Two farm bills have sailed through both Houses of Parliament, and the nod from the President to turn the legislation into a law would follow. Styled as the Farmer’s Produce Trade and Commerce (Promotion and Facilitation) Bill, 2020, and the Farmers (Empowerment and Protection) Agreement of Price Assurance and Farm Services Bill, 2020, the legislation is seen and projected as a historic farm reform exercise by the Modi government. A related legislation will be presented in the Rajya Sabha on Monday for its passage.
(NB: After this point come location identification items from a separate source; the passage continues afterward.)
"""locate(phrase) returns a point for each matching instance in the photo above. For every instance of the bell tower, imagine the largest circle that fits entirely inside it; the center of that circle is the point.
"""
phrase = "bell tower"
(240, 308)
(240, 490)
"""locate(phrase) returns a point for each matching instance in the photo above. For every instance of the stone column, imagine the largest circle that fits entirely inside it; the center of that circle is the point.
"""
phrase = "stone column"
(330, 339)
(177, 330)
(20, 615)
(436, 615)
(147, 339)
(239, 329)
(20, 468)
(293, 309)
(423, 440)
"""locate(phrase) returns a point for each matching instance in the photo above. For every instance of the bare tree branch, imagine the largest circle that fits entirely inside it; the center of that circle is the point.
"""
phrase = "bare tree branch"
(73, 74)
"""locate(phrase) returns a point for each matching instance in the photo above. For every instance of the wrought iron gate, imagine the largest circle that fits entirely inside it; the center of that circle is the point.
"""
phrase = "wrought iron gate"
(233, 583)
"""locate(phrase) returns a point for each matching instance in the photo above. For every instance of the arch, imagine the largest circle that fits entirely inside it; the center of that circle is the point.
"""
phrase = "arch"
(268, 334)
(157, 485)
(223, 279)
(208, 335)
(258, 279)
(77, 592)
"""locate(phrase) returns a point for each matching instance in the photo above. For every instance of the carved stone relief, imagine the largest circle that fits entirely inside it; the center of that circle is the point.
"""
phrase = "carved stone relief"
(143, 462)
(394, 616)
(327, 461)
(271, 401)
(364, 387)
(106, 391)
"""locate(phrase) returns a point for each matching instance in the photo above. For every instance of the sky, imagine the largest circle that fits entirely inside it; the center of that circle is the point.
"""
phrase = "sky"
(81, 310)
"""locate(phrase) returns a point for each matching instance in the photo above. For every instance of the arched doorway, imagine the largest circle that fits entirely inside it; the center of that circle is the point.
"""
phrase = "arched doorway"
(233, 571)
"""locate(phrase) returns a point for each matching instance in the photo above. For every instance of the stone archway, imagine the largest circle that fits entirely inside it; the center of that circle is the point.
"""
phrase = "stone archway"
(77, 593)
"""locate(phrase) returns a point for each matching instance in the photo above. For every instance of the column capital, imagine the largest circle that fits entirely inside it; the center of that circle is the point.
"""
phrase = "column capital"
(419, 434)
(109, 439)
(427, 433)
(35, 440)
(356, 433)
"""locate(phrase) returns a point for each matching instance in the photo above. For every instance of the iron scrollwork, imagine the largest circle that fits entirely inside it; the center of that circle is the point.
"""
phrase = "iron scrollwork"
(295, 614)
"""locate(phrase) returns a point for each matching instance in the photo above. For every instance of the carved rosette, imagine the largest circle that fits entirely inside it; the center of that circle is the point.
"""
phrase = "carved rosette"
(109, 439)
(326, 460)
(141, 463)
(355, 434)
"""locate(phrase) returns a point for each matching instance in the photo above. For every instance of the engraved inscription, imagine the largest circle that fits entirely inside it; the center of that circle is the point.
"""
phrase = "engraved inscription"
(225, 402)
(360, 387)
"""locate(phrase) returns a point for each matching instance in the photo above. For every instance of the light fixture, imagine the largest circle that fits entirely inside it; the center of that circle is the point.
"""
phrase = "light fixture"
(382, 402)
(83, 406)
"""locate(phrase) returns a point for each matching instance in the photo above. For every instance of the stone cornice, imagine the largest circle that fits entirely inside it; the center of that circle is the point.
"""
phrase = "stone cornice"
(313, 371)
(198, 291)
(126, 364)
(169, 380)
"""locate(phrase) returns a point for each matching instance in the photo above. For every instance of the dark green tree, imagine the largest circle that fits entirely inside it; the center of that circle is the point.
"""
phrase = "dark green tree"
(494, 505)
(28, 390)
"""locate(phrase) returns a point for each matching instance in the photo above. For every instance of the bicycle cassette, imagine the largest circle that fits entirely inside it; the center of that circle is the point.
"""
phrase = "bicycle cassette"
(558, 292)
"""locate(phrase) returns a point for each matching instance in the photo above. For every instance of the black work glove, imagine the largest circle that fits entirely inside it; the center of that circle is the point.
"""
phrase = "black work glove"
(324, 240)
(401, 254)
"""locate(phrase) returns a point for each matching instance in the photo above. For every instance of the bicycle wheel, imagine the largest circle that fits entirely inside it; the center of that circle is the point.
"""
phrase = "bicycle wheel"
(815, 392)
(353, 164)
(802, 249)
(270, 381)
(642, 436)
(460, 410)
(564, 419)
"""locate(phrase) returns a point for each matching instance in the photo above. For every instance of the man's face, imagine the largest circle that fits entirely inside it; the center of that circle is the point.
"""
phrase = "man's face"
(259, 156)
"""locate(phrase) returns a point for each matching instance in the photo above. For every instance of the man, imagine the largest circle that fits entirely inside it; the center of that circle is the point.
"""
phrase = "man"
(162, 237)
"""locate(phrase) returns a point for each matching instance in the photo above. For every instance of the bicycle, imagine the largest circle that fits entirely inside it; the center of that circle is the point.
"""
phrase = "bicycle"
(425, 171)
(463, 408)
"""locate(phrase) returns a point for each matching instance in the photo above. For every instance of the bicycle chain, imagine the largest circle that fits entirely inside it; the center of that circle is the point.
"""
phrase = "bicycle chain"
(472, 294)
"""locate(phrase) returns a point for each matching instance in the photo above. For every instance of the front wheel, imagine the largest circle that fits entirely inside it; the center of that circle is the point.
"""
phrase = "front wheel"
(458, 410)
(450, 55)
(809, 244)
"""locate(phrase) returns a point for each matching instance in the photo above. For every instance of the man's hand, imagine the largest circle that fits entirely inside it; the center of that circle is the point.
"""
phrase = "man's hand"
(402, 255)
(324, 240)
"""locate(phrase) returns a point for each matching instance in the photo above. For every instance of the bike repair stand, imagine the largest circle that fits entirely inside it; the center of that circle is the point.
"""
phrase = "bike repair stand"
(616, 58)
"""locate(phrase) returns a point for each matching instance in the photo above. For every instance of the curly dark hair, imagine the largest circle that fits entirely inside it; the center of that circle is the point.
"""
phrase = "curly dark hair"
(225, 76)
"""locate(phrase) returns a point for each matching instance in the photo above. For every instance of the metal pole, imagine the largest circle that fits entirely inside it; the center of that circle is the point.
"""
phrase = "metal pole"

The farm legislation will naturally have its pros and cons at the implementation level, as had happened in the case of the GST. The Government naturally feels the Bill is good for farmers as it will end the play of middlemen, and create a new mechanism to enable farmers to sell their products directly to the marketing agencies. The Opposition fears that farms would be sold out to the corporate; that the minimum support price (MSP) system would be abolished and farmers put to serious disadvantage on many fronts. This apart, the farmers and workers in Punjab and Haryana are up in arms, also over a scenario of the mandis (markets) becoming dysfunctional as products would be taken directly from farms by marketing agencies. This will lead to large-scale job losses, they say.
Notably, the opposition to the legislation comes from the Shiromani Akali Dal, a firm ally of the BJP for many years, and from the BJD of Odisha and TRS of Telangana, both parties having close understanding in parliament with the NDA on most occasions in the past. The Left too opposes it alongside the Congress. The NDA this time got the backing instead from the YSR Congress and the AIADMK. In the current circumstances, there is little likelihood of a nationwide mass protest by farmers, as the Covid-linked restrictions are in place. Much of the details of the new legislation are still not in the public realm. Hence a detailed assessment of the pluses and minuses will take time. Many are, in part, presuming and assuming things.
Agriculture sector reforms are long overdue; rather reforms had never been attempted in a serious manner by successive governments. The Modi government has brought about market reforms through the GST, and India had economic reforms in the 1990s. Farmers continue to be an exploited lot by middlemen and other vested interests. They do not get even 20 percent of the actual price on which a product is sold in markets. Such is the play of vested interests. It remains to be seen how things will change post the Farm Act of 2020.